At time $t=12$, the flows $D_7$ and $A_7$ commence. As the link 2 $\leftrightarrow$ 3 is the bottleneck, we can write limiting equations for flows across the link 2 $\rightarrow$ 3 and across the link 3 $\rightarrow$ 2:

$$D_5 + D_7 \leq 64,000$$ (5)

$$A_5 + A_7 \leq 64,000$$ (6)

(2) is the limiting equation, as the data flows are substantially larger than the acknowledgment flows. By sharing bandwidth equally to the flows, we obtain the rates:

Time	Optimum Rate (bps)
	$D_5$	$A_5$	$D_7$	$A_7$
$t \ge 12$	32,000	853	32,000	853

At time $t=18$, the flows $D_8$ and $A_8$ commence. Here, the flows are in the opposite directions to the previous four flows.
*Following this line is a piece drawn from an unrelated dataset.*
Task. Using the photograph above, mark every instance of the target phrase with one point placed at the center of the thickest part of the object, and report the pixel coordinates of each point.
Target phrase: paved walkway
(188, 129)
Again, we can write limiting equations for the flows:

$$D_5 + D_7 + A_8 \leq 64,000$$ (7)

$$A_5 + A_7 + D_8 \leq 64,000$$ (8)

Distributing bandwidth fairly, we have $D_5=D_7$ and $A_5=A_7$. Assume both links are fully utilised and substituting for the acknowledgment rates using (1), we have:

$$2D_5 + R * D_8 =64,000 = 2R * D_5 + D_8$$ (9)

$$2D_5 (1 - R) = D_8 (1 - R)$$ (10)

$$2D_5 = D_8$$ (11)

Substituting (8) into (6) gives $D_5=31,168$, $D_8=62,337$ and the table:

Time	Optimum Rate (bps)
	$D_5$	$A_5$	$D_7$	$A_7$	$D_8$	$A_8$
$t \ge 18$	31,168	831	31,168	831	62,337	1,662

The six flows continue to transmit until time $t=140$ when the flows $D_6$ and $A_6$ commence. Again, distributing bandwidth fairly, we have $D_5=D_7=D_6$ and $A_5=A_7=A_6$. Assume both links are fully utilised and substituting for the acknowledgment rates using (1), we have:

$$3D_5 + R * D_8 =64,000 =3R * D_5 + D_8$$ (12)

$$3D_5 (1 - R) = D_8 (1 - R)$$ (13)

$$3D_5 = D_8$$ (14)

Substituting (11) into (9) gives $D_5=20,779$, $D_8=62,337$ and the table:

Time	Optimum Rate (bps)
	$D_5$	$A_5$	$D_7$	$A_7$	$D_8$	$A_8$	$D_6$	$A_6$
$t \ge 140$	20,779	554	20,779	554	62,337	1,662	20,779	554

As flow $D_6$ only has 100 packets to send, it finishes quickly, and the rates return to the values before flow $D_6$ started:

Time	Optimum Rate (bps)
	$D_5$	$A_5$	$D_7$	$A_7$	$D_8$	$A_8$
$t \ge Off_6$	31,168	831	31,168	831	62,337	1,662

Similarly, flow $D_8$ has most of the bandwidth across the link 3 $\rightarrow$ 2, so it is the next to finish, and the remaining flows return to the rate values before flow $D_8$ started:

Time	Optimum Rate (bps)
	$D_5$	$A_5$	$D_7$	$A_7$
$t \ge Off_8$	32,000	853	32,000	853

The flows $D_5$, $D_7$, $A_5$ and $A_7$ continue at these rates until one or both finish.